第7話

 ただいま――

 初めの『た』の段階で、二人の不満が爆発していた。

 二人とは母親の由起子ゆきこと姉のゆうだ。

 彼女らの言い分は『つまみがない』と『夕飯を作ったら失敗した』だ。

 どちらも自分勝手な弁口だが、『ただいま』くらいは言わせて欲しいと、隼は小さくため息をついた。

「すぐ作るよ」

 二人は頷くと戻っていった。

 隼も玄関から上がると、二人を追った。

 由起子は七年前に夫を亡くしてから、一人で優と隼を育てている。市内の病院で医療事務をしているが、主任の肩書きを貰っていた。

 家でのふわふわ感からは、全く仕事ぶりが想像できない。

 優は大学三年生だ。髪を染めて、化粧も濃く、肌の露出も常に全開で、へそ周りが服に収まったことはない。

 言動が派手なのは昔からだが、苛められたり、邪魔者扱いにされた記憶もない。

 仕事で忙しい母に代わり、よく面倒を見てもらっていた。

 眠そうな瞼が優しげに微笑む姉の記憶が、隼には残っている。

 小学校高学年になる頃から、隼がご飯の支度をするようになった。

 料理好きだった父の影響だろう。

 実に器用にこなし、母と姉の評判は上々で、中学生になる頃には、キッチンは完全に隼の城となっていた。

「母さん、飲むなら何か食べてって言ってるでしょ」

 アルコールを既に飲んでいることに気付いた隼は、母親に注意した。

「待てなかったんだもん」

 由起子は文句を言ってすっきりしたのか、ご機嫌に返した。

 リビングを通ってキッチンへ――

 一目見て隼は愕然となった。

 鍋という鍋が引っ張り出され、ひっくり返り、小麦粉が壁を飾っている。ボールが幾つも並んで何かが入っているが、どれも使えそうなものが入っていない。

 卵を割ったらしいが、殻の方が多い。

「何をどうしたら、こうなる――」

「優が料理したらこうなるのだ」

 後ろで姉が胸を張っていた。

 というか、なぜまな板と皿が床に置いてあるのだ?

(罠か――?)

「彼氏に弁当とか手料理を作らないの?」

「ばれないように上手くやってる」

 そんな努力よりも、料理を勉強する努力のほうが役に立つよ――とは言えず飲み込んだ。

 片付けは後だ。

 今必要な物だけを散らかっている中から選び、他は端へ寄せておいた。

「時間が遅いから、つまみになりそうなのを夕飯のおかずにしよう」

「意義なーし」

 由起子がやはりご機嫌に言った。ソファーで缶ビールを掲げている。

 シンクには何故か調味料が並んでいるが、必要な塩や胡椒は見当たらない。

(本当に何を作るつもりだったんだか――)

 隼はため息と共に塩と黒胡椒を出した。

 冷蔵庫から下ごしらえ済みの鶏肉を半分だけ出す。

 これは、鶏の胸肉を塩で味付けをし、ラップに包んで茹でたものだ。一回下ごしらえしておけば冷蔵庫で四、五日保つから、色々と使い回しが出来て便利なのだ。

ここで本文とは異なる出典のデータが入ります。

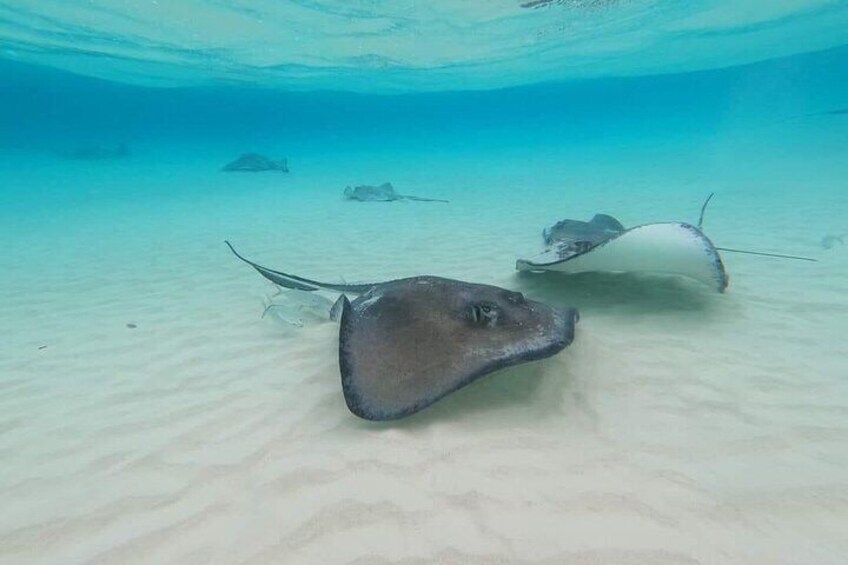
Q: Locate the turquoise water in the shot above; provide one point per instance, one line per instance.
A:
(149, 413)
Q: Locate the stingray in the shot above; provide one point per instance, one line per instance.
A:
(603, 244)
(382, 193)
(405, 344)
(254, 163)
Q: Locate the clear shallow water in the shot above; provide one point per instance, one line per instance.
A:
(387, 45)
(681, 427)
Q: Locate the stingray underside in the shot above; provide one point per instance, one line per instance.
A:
(674, 248)
(406, 344)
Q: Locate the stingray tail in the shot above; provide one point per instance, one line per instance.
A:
(762, 254)
(704, 209)
(745, 251)
(419, 199)
(295, 282)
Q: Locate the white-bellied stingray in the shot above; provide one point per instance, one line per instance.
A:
(604, 244)
(406, 343)
(381, 193)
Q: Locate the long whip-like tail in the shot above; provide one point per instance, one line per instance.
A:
(420, 199)
(745, 251)
(762, 254)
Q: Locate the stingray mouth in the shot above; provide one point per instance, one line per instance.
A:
(557, 332)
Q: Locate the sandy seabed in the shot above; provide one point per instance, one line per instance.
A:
(682, 426)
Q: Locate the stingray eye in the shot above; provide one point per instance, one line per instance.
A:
(483, 314)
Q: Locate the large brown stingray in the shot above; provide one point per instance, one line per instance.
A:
(405, 344)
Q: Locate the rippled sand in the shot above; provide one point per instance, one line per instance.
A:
(681, 426)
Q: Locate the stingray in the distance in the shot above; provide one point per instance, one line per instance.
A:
(406, 343)
(381, 193)
(603, 244)
(255, 163)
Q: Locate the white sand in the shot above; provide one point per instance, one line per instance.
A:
(681, 426)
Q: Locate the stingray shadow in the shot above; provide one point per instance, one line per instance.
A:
(625, 294)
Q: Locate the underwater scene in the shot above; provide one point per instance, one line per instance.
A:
(404, 282)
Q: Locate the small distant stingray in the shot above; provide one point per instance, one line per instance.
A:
(406, 343)
(96, 152)
(382, 193)
(829, 240)
(254, 163)
(600, 228)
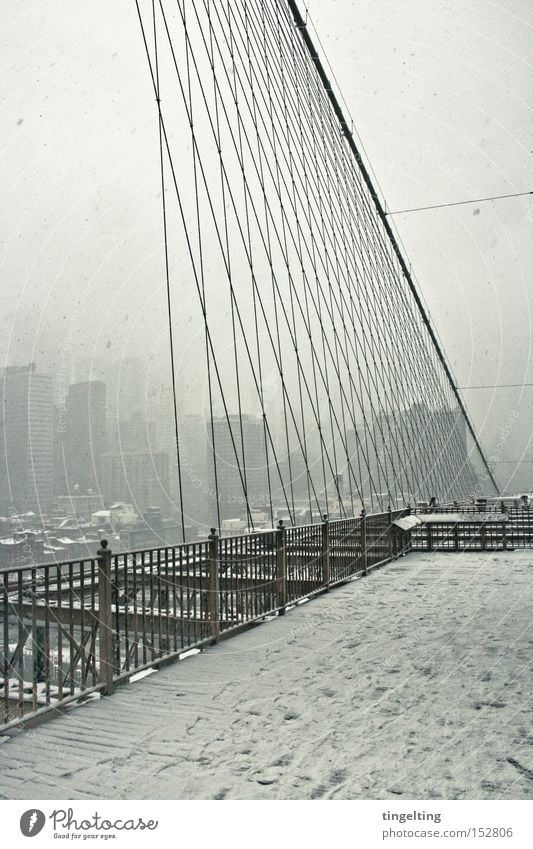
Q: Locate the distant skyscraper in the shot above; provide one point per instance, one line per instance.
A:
(81, 446)
(26, 440)
(139, 478)
(238, 472)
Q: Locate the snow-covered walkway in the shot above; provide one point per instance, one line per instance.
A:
(415, 682)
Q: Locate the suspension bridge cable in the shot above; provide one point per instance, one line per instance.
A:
(457, 203)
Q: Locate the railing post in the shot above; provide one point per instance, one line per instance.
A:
(105, 619)
(213, 595)
(364, 553)
(326, 577)
(281, 569)
(389, 533)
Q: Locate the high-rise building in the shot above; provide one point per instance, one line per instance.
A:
(140, 478)
(26, 440)
(241, 468)
(83, 440)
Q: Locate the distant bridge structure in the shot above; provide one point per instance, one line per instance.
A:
(323, 385)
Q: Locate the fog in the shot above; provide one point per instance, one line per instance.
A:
(441, 101)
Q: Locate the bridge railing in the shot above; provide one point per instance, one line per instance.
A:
(73, 630)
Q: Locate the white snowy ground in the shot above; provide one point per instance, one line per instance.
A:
(415, 682)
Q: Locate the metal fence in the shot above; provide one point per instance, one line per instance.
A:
(74, 629)
(480, 532)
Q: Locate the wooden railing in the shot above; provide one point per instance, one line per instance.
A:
(76, 629)
(70, 631)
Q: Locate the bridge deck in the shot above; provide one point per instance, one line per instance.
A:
(414, 682)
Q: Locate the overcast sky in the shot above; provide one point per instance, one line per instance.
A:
(440, 94)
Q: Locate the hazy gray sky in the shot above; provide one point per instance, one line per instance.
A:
(440, 94)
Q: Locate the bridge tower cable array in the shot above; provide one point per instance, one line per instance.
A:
(323, 387)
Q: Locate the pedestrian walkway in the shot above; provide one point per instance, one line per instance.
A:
(414, 682)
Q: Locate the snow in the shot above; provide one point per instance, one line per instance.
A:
(412, 683)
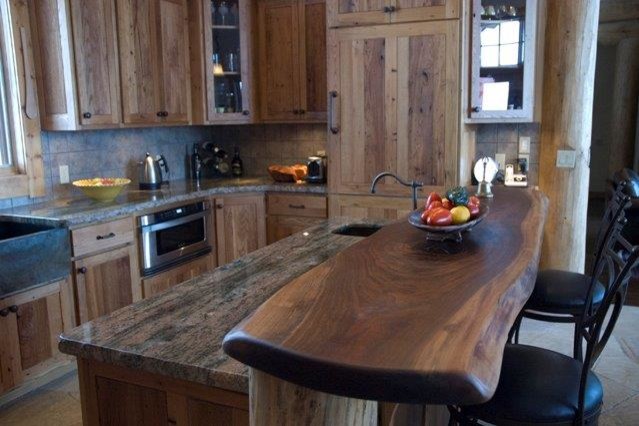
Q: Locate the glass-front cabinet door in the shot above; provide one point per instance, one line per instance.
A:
(227, 32)
(503, 52)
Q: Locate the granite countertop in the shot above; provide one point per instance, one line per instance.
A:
(82, 210)
(179, 333)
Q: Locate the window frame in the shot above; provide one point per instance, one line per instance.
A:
(26, 176)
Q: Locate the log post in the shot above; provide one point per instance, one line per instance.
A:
(568, 82)
(275, 402)
(624, 110)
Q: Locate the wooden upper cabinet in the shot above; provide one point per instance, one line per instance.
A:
(96, 62)
(395, 106)
(292, 52)
(154, 62)
(174, 61)
(240, 221)
(348, 13)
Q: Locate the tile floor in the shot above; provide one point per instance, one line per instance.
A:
(58, 404)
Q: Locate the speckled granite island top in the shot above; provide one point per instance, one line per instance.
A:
(81, 210)
(179, 333)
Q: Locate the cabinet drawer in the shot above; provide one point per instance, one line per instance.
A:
(297, 205)
(101, 237)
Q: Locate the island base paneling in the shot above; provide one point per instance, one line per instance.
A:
(119, 396)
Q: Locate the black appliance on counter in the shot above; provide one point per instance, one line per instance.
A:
(175, 236)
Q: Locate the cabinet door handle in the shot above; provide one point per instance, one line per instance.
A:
(105, 237)
(332, 116)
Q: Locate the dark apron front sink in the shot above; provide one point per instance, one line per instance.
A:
(358, 230)
(33, 252)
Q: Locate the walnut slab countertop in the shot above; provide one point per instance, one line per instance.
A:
(81, 210)
(179, 333)
(392, 319)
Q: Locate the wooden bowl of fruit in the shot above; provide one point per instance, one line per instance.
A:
(445, 218)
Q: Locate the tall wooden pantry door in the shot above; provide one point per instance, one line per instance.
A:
(393, 105)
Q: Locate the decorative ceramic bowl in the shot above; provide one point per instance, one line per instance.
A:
(446, 233)
(102, 189)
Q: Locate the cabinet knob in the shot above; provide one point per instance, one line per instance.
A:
(105, 237)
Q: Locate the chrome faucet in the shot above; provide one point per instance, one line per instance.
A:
(412, 184)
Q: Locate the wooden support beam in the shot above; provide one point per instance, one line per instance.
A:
(624, 110)
(568, 83)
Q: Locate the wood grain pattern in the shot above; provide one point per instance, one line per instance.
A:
(390, 319)
(398, 89)
(96, 61)
(276, 402)
(241, 226)
(568, 86)
(177, 275)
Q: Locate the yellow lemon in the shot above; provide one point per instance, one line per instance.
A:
(461, 214)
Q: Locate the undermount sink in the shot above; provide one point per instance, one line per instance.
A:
(33, 252)
(358, 230)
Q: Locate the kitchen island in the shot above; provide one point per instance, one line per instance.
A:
(161, 359)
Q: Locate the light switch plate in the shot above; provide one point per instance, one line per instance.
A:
(64, 174)
(566, 159)
(500, 158)
(524, 144)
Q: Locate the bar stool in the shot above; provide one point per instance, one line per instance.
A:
(559, 296)
(539, 386)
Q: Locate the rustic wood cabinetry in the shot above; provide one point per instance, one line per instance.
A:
(344, 13)
(394, 105)
(240, 226)
(154, 61)
(105, 268)
(177, 275)
(292, 60)
(75, 55)
(30, 323)
(288, 214)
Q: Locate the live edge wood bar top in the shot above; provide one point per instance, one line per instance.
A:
(391, 319)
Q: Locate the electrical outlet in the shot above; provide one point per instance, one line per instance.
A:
(500, 158)
(64, 174)
(524, 145)
(566, 159)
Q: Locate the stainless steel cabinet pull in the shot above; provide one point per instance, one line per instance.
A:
(332, 119)
(105, 237)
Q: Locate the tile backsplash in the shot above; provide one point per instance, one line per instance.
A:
(115, 153)
(504, 138)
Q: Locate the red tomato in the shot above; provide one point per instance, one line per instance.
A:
(433, 196)
(434, 205)
(447, 204)
(474, 200)
(474, 210)
(440, 217)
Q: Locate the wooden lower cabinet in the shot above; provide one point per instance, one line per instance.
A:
(119, 396)
(177, 275)
(369, 206)
(30, 323)
(106, 282)
(240, 226)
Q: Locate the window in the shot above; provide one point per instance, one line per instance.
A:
(502, 44)
(6, 160)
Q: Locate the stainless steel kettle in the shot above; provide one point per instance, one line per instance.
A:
(151, 172)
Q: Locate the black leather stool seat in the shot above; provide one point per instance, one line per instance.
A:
(538, 386)
(562, 292)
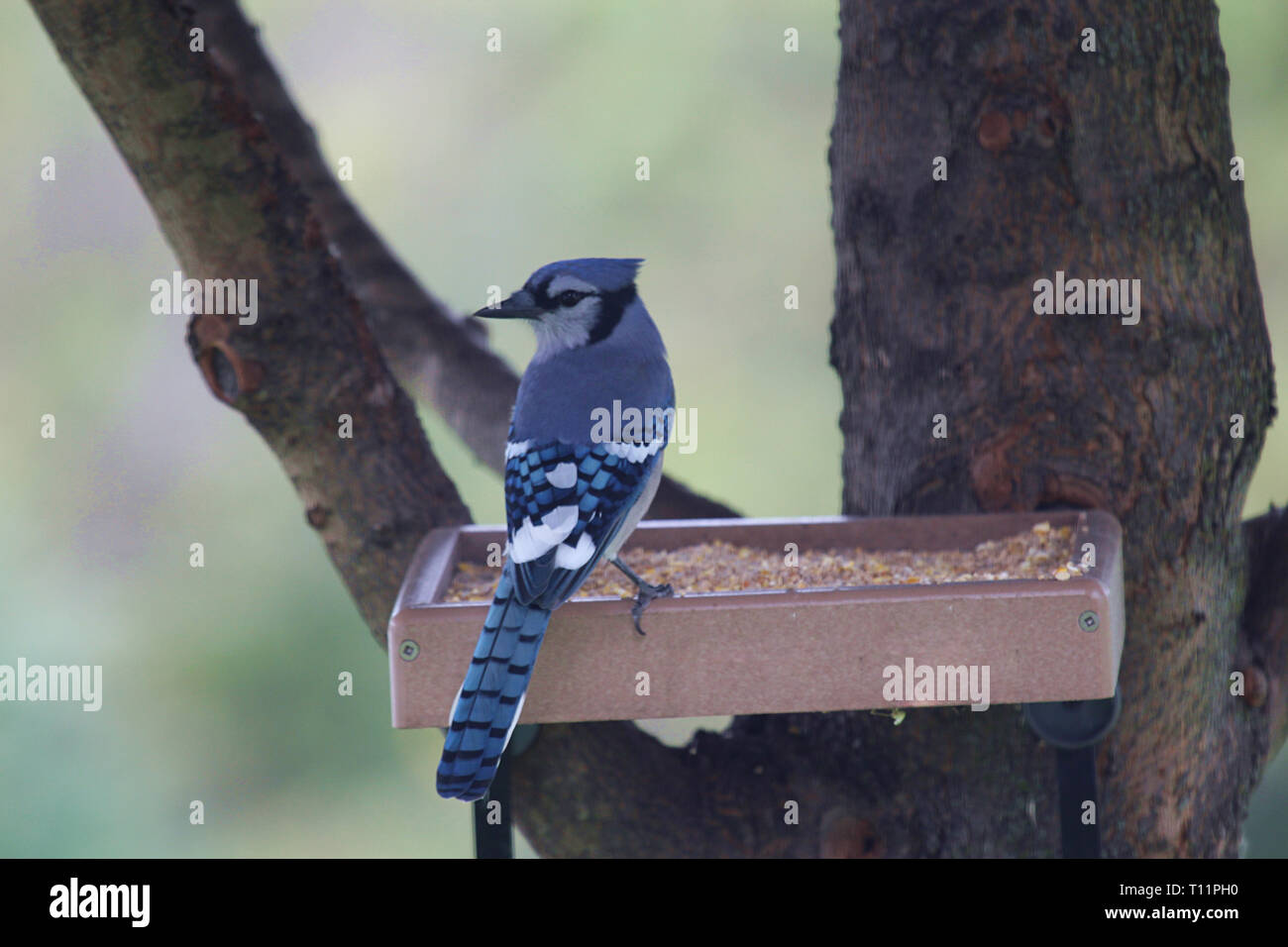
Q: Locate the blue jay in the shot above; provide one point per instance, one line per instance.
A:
(575, 486)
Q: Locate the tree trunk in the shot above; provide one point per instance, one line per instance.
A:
(1113, 163)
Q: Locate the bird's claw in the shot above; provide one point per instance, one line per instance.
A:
(647, 592)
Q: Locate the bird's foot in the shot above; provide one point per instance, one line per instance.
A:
(647, 592)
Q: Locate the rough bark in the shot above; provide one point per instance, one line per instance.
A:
(1103, 165)
(1108, 163)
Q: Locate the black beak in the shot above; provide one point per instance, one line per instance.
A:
(520, 305)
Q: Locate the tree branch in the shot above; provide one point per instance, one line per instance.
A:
(428, 350)
(231, 209)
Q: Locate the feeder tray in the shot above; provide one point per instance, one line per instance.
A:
(785, 650)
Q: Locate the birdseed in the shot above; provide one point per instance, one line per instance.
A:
(1038, 553)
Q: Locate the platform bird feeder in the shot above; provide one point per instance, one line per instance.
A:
(1052, 643)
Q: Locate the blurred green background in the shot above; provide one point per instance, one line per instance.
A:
(220, 684)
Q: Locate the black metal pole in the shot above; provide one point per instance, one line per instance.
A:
(1076, 777)
(493, 828)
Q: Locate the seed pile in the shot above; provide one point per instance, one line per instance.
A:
(1042, 552)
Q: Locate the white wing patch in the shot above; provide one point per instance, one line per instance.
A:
(635, 454)
(533, 540)
(563, 475)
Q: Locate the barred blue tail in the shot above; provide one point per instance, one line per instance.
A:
(488, 703)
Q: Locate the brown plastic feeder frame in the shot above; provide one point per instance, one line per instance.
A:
(778, 651)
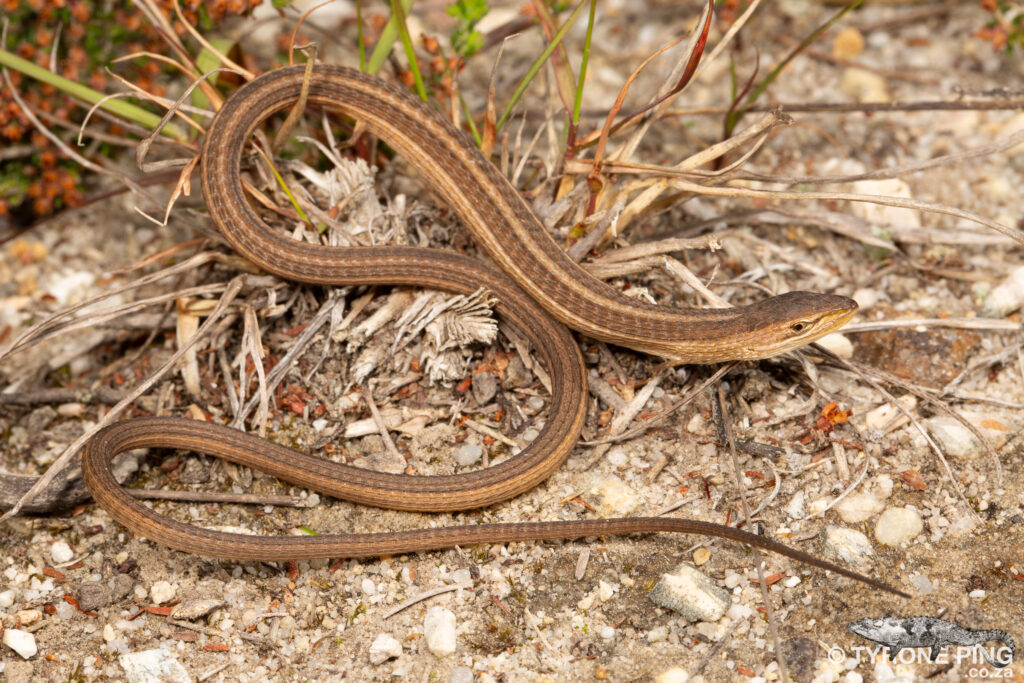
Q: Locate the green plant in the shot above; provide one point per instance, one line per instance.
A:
(80, 39)
(1006, 30)
(466, 40)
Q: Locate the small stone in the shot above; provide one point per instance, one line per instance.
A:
(385, 647)
(28, 616)
(617, 457)
(890, 416)
(797, 507)
(468, 454)
(896, 525)
(864, 86)
(194, 472)
(92, 596)
(162, 592)
(22, 642)
(121, 586)
(657, 634)
(613, 498)
(61, 552)
(484, 386)
(1007, 297)
(960, 442)
(866, 298)
(848, 43)
(838, 344)
(153, 666)
(847, 546)
(17, 672)
(922, 583)
(438, 631)
(193, 609)
(858, 507)
(674, 675)
(690, 593)
(516, 375)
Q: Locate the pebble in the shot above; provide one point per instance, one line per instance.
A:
(880, 417)
(657, 634)
(690, 593)
(838, 344)
(61, 552)
(28, 616)
(17, 672)
(864, 86)
(385, 647)
(461, 675)
(484, 386)
(858, 507)
(468, 454)
(535, 404)
(922, 583)
(848, 43)
(438, 631)
(797, 507)
(617, 456)
(1007, 297)
(866, 298)
(674, 675)
(92, 596)
(897, 525)
(847, 546)
(156, 666)
(162, 592)
(22, 642)
(613, 498)
(960, 442)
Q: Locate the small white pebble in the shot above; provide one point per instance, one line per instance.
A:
(657, 634)
(28, 616)
(897, 525)
(61, 552)
(468, 454)
(22, 642)
(162, 592)
(438, 631)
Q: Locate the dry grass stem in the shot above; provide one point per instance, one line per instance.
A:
(66, 457)
(725, 434)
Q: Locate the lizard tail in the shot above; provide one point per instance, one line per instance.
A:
(1001, 636)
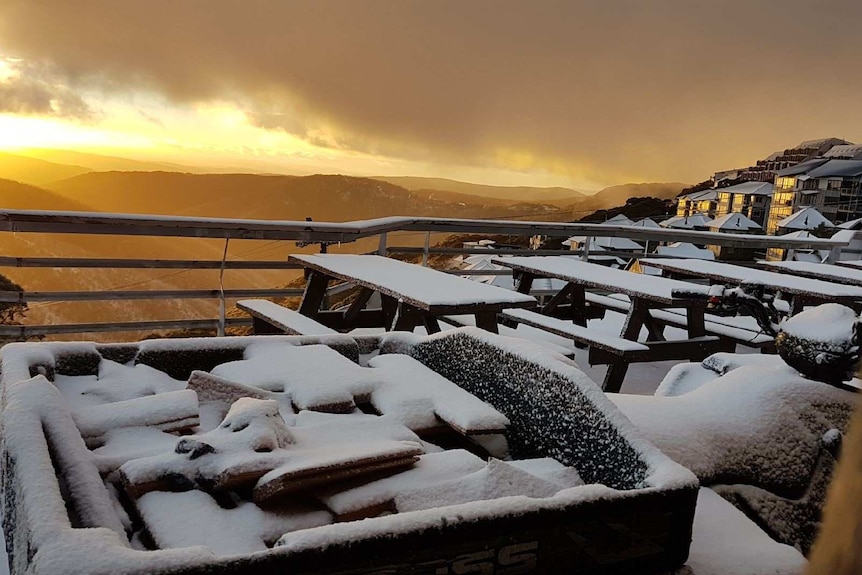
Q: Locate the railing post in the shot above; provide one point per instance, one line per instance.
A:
(585, 255)
(425, 249)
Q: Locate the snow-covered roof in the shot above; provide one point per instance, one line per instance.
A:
(837, 168)
(734, 221)
(646, 223)
(749, 188)
(685, 250)
(805, 219)
(802, 167)
(702, 195)
(687, 222)
(844, 151)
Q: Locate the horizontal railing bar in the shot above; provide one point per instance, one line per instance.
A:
(25, 331)
(69, 296)
(28, 262)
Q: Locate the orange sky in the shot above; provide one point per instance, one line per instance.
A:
(581, 94)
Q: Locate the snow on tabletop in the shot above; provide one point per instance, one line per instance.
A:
(756, 424)
(315, 376)
(409, 389)
(738, 274)
(601, 276)
(831, 322)
(497, 479)
(431, 469)
(414, 282)
(194, 518)
(726, 542)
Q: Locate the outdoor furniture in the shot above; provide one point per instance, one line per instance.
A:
(410, 294)
(646, 293)
(801, 291)
(827, 272)
(270, 318)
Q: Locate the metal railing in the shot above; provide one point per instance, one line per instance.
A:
(303, 233)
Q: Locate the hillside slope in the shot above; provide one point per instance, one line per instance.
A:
(35, 171)
(511, 193)
(331, 198)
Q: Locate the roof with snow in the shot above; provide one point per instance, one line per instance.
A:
(687, 222)
(805, 219)
(844, 151)
(837, 168)
(646, 223)
(734, 221)
(702, 195)
(802, 167)
(685, 250)
(749, 188)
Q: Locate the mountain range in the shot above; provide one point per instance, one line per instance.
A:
(108, 184)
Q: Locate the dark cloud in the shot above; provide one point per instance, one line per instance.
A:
(31, 90)
(607, 90)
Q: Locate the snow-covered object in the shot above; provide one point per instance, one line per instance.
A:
(761, 434)
(417, 396)
(650, 489)
(734, 222)
(315, 376)
(194, 518)
(496, 479)
(821, 342)
(170, 411)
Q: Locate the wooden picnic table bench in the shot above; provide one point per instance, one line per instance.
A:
(802, 291)
(410, 294)
(646, 293)
(270, 318)
(737, 329)
(826, 272)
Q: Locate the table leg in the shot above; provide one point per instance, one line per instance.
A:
(389, 306)
(696, 321)
(358, 305)
(315, 292)
(487, 320)
(614, 377)
(634, 320)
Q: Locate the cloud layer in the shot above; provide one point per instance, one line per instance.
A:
(605, 90)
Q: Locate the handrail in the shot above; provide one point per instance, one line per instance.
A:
(37, 221)
(134, 224)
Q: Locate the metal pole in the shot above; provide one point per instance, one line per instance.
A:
(425, 249)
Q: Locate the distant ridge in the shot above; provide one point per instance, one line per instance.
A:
(35, 171)
(530, 194)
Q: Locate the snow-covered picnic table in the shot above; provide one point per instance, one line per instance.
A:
(644, 292)
(802, 291)
(410, 294)
(826, 272)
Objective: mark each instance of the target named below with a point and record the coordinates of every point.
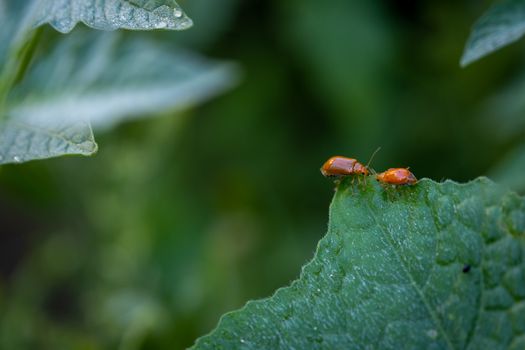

 今日はメインディッシュとして使うが、残りは肉じゃがにすることにした。

 ラップから鶏肉を取り出して、黒胡椒をたっぷりとまぶした。

 皿を用意して野菜を盛り付ける。本当は水菜が良いのだが、レタスで代用。

 どうせ二人は食べないのだが、彩りとしてトマトを切っておく。

 気が付くと優がまだキッチンの入口に立っていた。

 深い二重が感心したように、隼の手際を見ていた。

 隼は気にしないようにした。

 フライパンにオリーブオイルを引いて熱する。次いで、黒胡椒で飾られた鶏肉をフライパンの窪みへ滑らせる。オリーブオイルの濃い香りに、肉脂の焼ける匂い、そして黒胡椒のスパイシーさが抱き合うように立ち上った。

「あんたの料理の腕前――お父さん譲りなのかな」

 優の言葉に、隼は台所に立つ父の背中を思い出した。

 七年以上前の記憶だ。

 もう薄れ掛けている。

 だが、父親が亡くなった時、優は中学生だ。記憶なら隼よりも鮮やかであろう。

「おれなんて大したことないさ。父さんは自分で味や料理を作り出せてた。おれは本とかで調べたものしか作ってない」

「優も調べて作ったんだよ」

(あれでか――)

 隼は返答に困っていると、フライパンの中で肉に焼き色がついてきた。

 これで充分なのだが、皮にパリパリ感を出すため、もう暫く焼く。

「もう少しで出来るよ」

「分かった。早くして」

 優がリビングへ戻っていた。いつもの口調ではない。どこかに照れを感じた。

 隼はそれを苦笑して見送ると、鶏肉をまな板へ移した。

 一センチの食べやすい幅に切って、皿に盛り付ける。

 トマトを乗せ、優の肉にはオリーブオイルを薄くかけた。

 由起子はつまみなので黒胡椒を前面に、優は夕飯なので香りを強めにしたのだ。

 ご飯は冷凍しておいたものを解凍した。

 食卓へ並べると、ソファーから母もゆっくりとテーブルへとついた。

 皿へ顔を近付け、香りを嗅いだ由起子がまじめな顔を向けた。

「隼――ママはそろそろ洋酒にいこうと思ってたのに、これじゃビールをまだ飲まなければいけないじゃない」

 由起子は言うや否や立ち上がり、冷蔵庫ヘ向かった。

 優は既に食べ始めている。

 父親がいなくなり、母親が本格的に働くようになろうとも、優も隼も進学により生活環境が変わろうとも、晩御飯はできるだけ一緒に食べていた。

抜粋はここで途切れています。